India’s missile arsenal plays a crucial role in New Delhi’s defense strategy, primarily serving as a nuclear deterrent against its main adversaries, Pakistan and China. The necessity to counter these threats has driven India to enhance its capabilities, leading to the development of longer-range missiles and the exploration of diverse delivery platforms beyond mobile land-based systems. Notably, India is actively working on ship- and sub-launched ballistic missiles and has engaged in collaborative efforts with Russia in cruise missile development.
While these advancements ostensibly align with India’s minimum deterrence doctrine, the evolving missile arsenal may signal potential shifts in the country’s nuclear doctrine. This evolution is exemplified by India’s investments in cutting-edge technologies such as multiple independently-guided reentry vehicle (MIRV) technology.

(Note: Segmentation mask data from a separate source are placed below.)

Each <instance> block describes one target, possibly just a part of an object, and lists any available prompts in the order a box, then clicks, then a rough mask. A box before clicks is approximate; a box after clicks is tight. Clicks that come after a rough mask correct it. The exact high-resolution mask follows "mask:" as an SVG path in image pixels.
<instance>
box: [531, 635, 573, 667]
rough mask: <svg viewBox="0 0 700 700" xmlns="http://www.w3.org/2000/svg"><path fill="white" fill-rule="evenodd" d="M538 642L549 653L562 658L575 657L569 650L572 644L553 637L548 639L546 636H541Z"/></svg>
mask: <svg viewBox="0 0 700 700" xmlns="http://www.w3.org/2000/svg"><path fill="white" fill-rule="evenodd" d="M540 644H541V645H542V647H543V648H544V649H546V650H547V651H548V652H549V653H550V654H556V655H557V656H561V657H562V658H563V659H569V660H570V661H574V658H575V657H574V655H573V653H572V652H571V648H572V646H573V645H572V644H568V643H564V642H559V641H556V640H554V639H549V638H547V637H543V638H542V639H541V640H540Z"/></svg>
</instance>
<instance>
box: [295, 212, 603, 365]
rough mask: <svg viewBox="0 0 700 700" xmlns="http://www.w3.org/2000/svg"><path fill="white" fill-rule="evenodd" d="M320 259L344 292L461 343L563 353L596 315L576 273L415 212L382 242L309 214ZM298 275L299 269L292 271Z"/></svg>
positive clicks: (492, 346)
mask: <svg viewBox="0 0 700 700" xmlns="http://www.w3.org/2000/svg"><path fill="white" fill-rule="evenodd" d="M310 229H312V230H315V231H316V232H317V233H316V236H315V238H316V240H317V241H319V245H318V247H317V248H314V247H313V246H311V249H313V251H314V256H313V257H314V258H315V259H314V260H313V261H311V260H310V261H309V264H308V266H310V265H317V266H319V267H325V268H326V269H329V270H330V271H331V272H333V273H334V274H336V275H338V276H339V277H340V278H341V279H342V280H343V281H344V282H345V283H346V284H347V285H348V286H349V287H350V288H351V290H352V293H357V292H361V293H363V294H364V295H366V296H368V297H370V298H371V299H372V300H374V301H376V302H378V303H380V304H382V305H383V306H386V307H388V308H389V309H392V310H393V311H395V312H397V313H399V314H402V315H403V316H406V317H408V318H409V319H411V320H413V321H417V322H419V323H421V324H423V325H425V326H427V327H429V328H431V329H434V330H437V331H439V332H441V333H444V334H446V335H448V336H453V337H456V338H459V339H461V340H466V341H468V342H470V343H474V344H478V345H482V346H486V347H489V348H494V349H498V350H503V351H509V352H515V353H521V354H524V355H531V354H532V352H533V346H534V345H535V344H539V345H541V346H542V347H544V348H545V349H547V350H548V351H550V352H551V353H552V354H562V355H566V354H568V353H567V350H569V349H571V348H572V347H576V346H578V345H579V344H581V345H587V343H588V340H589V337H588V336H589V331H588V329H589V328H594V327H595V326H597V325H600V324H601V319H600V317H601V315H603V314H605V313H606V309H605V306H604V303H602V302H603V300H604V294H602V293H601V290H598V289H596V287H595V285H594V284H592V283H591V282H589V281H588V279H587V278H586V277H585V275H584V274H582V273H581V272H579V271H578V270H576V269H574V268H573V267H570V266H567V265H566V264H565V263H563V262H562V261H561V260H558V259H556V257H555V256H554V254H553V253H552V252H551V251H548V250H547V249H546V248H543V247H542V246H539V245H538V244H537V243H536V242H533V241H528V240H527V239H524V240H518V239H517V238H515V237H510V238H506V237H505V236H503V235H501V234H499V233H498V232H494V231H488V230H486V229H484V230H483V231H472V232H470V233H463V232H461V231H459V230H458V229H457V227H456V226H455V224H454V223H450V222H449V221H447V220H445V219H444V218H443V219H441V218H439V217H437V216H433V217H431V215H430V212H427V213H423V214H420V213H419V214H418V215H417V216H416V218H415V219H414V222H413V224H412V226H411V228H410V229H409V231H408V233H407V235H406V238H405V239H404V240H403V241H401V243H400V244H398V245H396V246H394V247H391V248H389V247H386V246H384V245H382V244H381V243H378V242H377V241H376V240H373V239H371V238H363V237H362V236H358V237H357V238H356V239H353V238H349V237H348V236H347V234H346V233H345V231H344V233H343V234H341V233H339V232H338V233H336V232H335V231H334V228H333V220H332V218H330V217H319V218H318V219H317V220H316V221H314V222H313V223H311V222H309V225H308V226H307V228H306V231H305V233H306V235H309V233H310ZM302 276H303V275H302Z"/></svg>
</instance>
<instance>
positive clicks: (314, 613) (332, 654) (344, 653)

Some of the Prominent Missiles Currently in Use By India
Akash Missile System:
India’s defense strategy is significantly bolstered by the Akash missile system, a medium-range mobile surface-to-air missile developed through collaborative efforts involving the Defense Research and Development Organisation (DRDO), Ordnance Factories Board, and Bharat Electronics Limited (BEL). This indigenous system is designed to target a range of threats, including aircraft, cruise missiles, air-to-surface missiles, and ballistic missiles, with a remarkable engagement capability extending from 30 to 60 km and altitudes reaching up to 18,000 m. The evolution of the Akash system is evident in variants such as Akash-1S and Akash-NG, which demonstrate extended ranges, heightened accuracy, enhanced mobility, and reduced reaction times.
Agni Missile Series:
Originating as a “Re-Entry Vehicle” project within the Integrated Guided Missile Development Program (IGMDP), the Agni missile series has become a cornerstone of India’s ballistic missile capabilities. From Agni-I to Agni-V, these missiles were developed under the IGMDP, each serving specific roles in India’s defense strategy. The later variants, Agni-IV and Agni-V, have intercontinental ranges and incorporate Multiple Independently-targetable Reentry Vehicle (MIRV) technology. The recent testing of Agni-P, an upgraded successor with maneuverable reentry vehicle (MaRV) capability, exemplifies India’s commitment to advancing its ballistic missile capabilities. Furthermore, reports on the development of Agni-VI, an intercontinental ballistic missile with potential applications from submarines or land, underscore India’s aspirations to extend its reach, capable of striking targets over 10,000 km away with MIRV-ed warheads.
BrahMos Missile System:
The BrahMos missile system stands as a testament to international collaboration between India and Russia. Recognized as a supersonic to hypersonic cruise missile, BrahMos offers versatility with land attack, ship and submarine-launched, and air-launched versions. Notably, BrahMos holds the distinction of being the world’s fastest cruise missile in operational use. Ongoing developments within the BrahMos program include the creation of longer-range, hypersonic, and air-launched versions, showcasing India’s commitment to remaining at the forefront of cruise missile technology.
Nirbhay Cruise Missile:
Nirbhay, India’s long-range subsonic Cruise Missile, is currently in the developmental and testing phase. Anticipating its air and submarine-launched versions post-trials, the missile demonstrated its capabilities successfully during a test firing in Balasore, Orissa. With the ability to travel at speeds ranging from 0.6 to 0.9 Mach, Nirbhay faced a setback on October 12, 2020, due to a technical snag, but it has previously undergone successful tests. Despite the 2020 China-India standoff, limited deployment along the Line of Actual Control (LAC) has been initiated since 2020. The missile received approval for limited production in 2020, and an upgraded version is reportedly in development.
Astra Air-to-Air Missile Series:
Astra represents India’s fifth-generation beyond-visual-range active radar-homing air-to-air missile series. The current operational version boasts a range from 10 km to 110 km, comparable to the AIM-120 AMRAAM. Ongoing efforts include the development of versions with extended ranges, reaching up to 350 km, and intermediate ranges. A surface-to-air missile variant, VL-SRSAM, has been derived from Astra to replace the Indian Navy’s Barak 1 missile. When integrated with supplementary Akash missile systems, it forms a comprehensive surface-to-air missile system, drawing parallels to the American NASAM 2.
India’s missile capabilities continue to advance with the development and deployment of systems like Nirbhay and Astra, showcasing the nation’s commitment to enhancing its defense capabilities across various domains.